Domestic bivalent and nine-valent vaccines such as Wantai Biological and Watson Bio have rapidly risen, significantly squeezing the market space for Merck's HPV vaccines.

Even more fatal was the agreement ZHIFEI-BIOL signed with Merck in 2023, which set a staggering procurement commitment of over 100 billion yuan from 2024 to 2026. Vaccines do not improve with age like fine liquor. Products nearing expiration cannot be sold even at a discount and ultimately can only be written off by the accounting department.

Thus, in February 2025, Merck's CEO publicly declared: "We will suspend the supply of HPV vaccines to the Chinese market, allowing our Chinese partners to sell their unused vaccine inventory." The so-called "Chinese partners" refer to ZHIFEI-BIOL.

And ZHIFEI-BIOL simply did not dare to say "no" to Merck. In 2024, agency products accounted for 94.63% of its total revenue, and even if revenue significantly declined in 2025, the proportion of agency products would still be as high as 85.74% This company is fundamentally still a sales company dressed in a biotechnology cloak.

3

The transformation remains a gamble

Tracing the history of ZHIFEI-BIOL, one word cannot be avoided: gambling nature.

From Jiang Rensheng selling his house in 2002 to buy Chongqing Jinxin and betting on a vaccine operating license, to making a fortune during the pandemic with exclusive national rights to A+C meningitis vaccines, and then betting on Merck's HPV vaccine in 2017, he has always bet right.

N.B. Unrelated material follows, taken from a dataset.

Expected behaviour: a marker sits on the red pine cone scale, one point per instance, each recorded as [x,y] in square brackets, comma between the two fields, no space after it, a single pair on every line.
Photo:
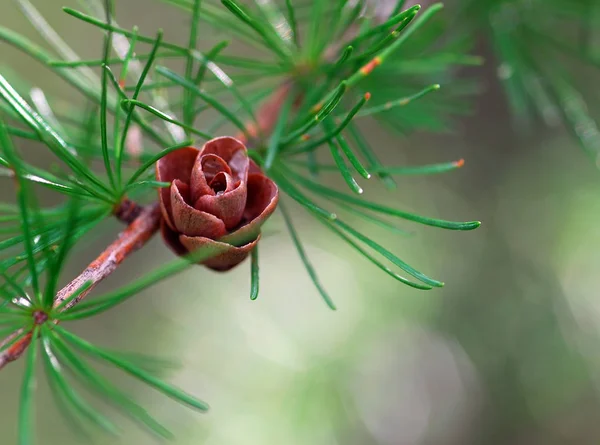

When Jiang Rensheng handed over the presidency to his only son Jiang Lingfeng in September 2024, the old father had done his best, with 10 out of 13 vice presidents being post-80s, forming a "youthful" team that is easier to manage. However, this successor, who comes from a legal background and was "recruited" by his father from a legal position in the tobacco monopoly bureau, faces a completely different era than his father did back then.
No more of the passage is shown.